Use the Pythagorean theorem: diagonal = sqrt(width^2 + height^2). The diagonal is the hypotenuse of the right triangle formed by the rectangle's width and height.
How do you find the missing side of a rectangle from area and width?
Divide the area by the known width. If the area is 96 and the width is 12, the missing height is 96 / 12 = 8.
How do you find the missing side of a rectangle from perimeter and width?
Take half the perimeter, then subtract the known width. If the perimeter is 34 and the width is 8, the missing height is 34 / 2 - 8 = 9.
How do you find the missing side of a rectangle from diagonal and width?
Use the Pythagorean theorem in reverse: missing side = sqrt(diagonal^2 - width^2). This only works when the diagonal is longer than the known side.
What rectangle formulas does this calculator use?
It uses A = w * h for area, P = 2(w + h) for perimeter, and d = sqrt(w^2 + h^2) for the diagonal, plus reverse forms such as h = A / w, h = P/2 - w, and h = sqrt(d^2 - w^2).

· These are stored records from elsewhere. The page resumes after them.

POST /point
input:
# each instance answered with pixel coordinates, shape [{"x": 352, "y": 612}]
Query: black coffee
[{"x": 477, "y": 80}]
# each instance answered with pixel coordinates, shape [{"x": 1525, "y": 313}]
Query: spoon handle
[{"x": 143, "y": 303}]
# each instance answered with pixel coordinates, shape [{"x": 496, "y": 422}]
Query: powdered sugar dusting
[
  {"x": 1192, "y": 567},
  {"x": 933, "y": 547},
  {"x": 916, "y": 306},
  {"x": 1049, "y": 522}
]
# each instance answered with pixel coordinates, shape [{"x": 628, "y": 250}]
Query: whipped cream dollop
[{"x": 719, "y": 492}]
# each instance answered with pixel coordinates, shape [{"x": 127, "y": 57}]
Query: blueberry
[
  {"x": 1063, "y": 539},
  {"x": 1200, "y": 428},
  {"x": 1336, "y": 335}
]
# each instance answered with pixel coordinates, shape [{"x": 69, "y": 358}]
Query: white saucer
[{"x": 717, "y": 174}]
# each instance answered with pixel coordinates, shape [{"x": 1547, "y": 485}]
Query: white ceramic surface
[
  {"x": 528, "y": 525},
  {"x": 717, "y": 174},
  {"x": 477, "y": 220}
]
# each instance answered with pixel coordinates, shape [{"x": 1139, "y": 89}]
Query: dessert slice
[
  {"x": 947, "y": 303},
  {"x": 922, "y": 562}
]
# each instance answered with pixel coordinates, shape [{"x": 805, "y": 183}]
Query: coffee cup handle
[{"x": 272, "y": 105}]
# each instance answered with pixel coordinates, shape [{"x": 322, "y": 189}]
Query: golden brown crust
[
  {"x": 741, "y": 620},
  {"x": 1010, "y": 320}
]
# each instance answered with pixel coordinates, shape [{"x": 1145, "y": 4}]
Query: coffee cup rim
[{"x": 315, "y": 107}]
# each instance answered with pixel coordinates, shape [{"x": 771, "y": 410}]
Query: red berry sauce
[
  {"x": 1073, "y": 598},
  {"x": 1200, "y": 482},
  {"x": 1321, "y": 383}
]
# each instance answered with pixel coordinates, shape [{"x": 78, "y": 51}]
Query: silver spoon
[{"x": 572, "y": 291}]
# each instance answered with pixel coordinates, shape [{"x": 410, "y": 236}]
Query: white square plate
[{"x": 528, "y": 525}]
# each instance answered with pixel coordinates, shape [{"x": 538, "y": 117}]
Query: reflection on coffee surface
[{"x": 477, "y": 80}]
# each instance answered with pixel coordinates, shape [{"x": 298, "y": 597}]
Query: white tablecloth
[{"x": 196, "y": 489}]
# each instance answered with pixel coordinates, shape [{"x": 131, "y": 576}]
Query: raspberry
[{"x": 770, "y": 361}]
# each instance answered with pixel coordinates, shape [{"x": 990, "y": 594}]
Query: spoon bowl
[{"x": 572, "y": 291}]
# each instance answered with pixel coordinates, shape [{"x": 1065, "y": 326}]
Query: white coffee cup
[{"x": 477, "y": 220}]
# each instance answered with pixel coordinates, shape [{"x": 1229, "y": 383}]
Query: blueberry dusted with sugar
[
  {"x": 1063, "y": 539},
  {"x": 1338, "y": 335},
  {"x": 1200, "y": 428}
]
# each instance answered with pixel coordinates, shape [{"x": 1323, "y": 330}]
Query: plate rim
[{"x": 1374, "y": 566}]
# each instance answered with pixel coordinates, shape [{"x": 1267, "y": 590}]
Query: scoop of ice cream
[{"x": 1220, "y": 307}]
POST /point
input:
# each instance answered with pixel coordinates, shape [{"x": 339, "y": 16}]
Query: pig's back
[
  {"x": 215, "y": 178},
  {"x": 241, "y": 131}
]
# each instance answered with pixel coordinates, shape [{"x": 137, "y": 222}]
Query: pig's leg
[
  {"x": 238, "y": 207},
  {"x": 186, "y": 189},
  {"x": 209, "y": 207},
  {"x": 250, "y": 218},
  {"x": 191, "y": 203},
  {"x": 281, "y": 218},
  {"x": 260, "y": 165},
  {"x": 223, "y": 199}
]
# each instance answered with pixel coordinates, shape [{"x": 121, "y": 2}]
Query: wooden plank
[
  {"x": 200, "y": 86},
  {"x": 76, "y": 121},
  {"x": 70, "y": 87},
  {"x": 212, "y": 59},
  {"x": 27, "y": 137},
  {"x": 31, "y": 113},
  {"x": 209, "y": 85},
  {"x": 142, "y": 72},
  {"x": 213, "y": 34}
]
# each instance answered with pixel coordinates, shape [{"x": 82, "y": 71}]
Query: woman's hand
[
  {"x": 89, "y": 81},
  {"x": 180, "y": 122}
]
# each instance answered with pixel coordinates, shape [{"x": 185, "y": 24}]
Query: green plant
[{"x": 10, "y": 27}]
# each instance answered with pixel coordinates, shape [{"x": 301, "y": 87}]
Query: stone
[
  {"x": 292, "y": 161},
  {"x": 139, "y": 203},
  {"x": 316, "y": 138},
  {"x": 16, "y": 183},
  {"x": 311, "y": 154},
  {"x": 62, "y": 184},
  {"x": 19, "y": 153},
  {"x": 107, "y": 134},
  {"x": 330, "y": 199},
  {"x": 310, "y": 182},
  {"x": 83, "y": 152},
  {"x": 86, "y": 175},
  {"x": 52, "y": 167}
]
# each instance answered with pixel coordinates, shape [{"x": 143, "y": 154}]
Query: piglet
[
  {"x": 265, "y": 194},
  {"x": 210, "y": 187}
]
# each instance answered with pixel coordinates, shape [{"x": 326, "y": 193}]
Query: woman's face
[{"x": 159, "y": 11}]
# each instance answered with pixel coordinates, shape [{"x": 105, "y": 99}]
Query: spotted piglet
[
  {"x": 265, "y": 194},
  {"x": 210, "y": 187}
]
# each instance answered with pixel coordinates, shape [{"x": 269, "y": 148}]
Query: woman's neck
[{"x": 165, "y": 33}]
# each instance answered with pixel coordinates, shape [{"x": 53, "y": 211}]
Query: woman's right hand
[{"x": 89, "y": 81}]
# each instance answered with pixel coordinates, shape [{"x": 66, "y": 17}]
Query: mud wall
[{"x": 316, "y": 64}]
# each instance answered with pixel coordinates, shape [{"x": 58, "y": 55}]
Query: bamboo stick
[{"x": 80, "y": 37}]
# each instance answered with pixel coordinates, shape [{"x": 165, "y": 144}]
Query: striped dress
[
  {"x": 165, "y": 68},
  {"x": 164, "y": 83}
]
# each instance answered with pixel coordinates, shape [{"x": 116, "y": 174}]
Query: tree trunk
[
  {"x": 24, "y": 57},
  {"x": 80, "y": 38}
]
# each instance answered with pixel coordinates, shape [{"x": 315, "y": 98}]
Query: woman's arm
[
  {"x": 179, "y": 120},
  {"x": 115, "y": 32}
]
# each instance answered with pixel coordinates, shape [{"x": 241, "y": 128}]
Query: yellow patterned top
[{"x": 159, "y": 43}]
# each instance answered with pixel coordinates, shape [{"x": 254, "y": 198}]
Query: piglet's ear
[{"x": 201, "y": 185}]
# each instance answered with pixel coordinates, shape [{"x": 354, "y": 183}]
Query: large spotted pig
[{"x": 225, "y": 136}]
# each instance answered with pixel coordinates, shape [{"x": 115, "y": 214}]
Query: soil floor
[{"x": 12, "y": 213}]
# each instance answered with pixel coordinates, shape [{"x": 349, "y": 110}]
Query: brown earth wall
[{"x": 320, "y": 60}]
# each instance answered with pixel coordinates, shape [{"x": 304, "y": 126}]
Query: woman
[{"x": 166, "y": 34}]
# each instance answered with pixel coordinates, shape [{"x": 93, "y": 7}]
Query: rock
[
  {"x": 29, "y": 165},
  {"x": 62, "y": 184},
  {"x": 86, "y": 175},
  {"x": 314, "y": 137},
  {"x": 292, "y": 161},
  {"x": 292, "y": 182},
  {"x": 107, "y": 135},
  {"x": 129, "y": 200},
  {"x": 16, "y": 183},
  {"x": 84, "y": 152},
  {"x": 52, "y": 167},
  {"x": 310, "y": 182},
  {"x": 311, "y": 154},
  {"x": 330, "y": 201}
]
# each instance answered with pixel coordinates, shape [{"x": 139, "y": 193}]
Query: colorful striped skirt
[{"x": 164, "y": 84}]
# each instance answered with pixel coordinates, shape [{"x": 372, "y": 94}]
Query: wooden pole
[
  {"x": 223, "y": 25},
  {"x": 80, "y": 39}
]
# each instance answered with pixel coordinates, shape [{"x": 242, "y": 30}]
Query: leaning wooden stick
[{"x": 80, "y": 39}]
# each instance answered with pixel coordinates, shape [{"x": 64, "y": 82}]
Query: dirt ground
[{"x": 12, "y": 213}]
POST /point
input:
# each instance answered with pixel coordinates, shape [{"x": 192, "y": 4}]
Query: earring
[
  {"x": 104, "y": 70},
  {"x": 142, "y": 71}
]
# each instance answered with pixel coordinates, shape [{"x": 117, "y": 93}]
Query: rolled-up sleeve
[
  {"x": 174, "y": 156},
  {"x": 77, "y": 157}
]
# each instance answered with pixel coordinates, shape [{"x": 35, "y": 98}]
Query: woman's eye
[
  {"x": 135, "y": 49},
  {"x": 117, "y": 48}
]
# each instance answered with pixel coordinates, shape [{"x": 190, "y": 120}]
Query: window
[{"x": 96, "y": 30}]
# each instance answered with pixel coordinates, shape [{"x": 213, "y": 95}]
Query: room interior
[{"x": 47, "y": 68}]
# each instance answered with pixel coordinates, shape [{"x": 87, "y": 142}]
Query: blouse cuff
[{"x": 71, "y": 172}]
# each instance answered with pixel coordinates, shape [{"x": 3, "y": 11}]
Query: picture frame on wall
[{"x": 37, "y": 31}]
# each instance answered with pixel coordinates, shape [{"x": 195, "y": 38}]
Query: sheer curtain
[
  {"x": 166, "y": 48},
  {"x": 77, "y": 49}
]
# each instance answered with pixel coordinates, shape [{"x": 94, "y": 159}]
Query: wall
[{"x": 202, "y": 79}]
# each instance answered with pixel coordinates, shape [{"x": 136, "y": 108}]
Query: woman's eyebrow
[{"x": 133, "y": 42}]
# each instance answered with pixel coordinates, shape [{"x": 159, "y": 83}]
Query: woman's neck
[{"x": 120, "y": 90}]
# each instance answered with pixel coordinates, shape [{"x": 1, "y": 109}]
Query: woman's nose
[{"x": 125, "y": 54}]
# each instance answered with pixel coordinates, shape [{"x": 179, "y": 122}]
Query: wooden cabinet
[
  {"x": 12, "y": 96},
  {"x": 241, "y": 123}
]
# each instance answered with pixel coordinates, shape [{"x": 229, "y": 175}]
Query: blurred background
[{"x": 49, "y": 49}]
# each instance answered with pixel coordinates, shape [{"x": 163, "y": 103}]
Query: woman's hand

What is the aspect ratio of a rectangle?
The aspect ratio compares the longer side to the shorter side. It helps describe the rectangle's overall shape, especially for screens, print layouts, and panels.
Is a square a rectangle?
Yes. A square is a special rectangle with four right angles and equal side lengths, so the rectangle formulas still apply.
Can this calculator solve a rectangular prism or an irregular quadrilateral?
No. It is only for flat, two-dimensional rectangles. Three-dimensional prisms and irregular quadrilaterals need different formulas and different calculators.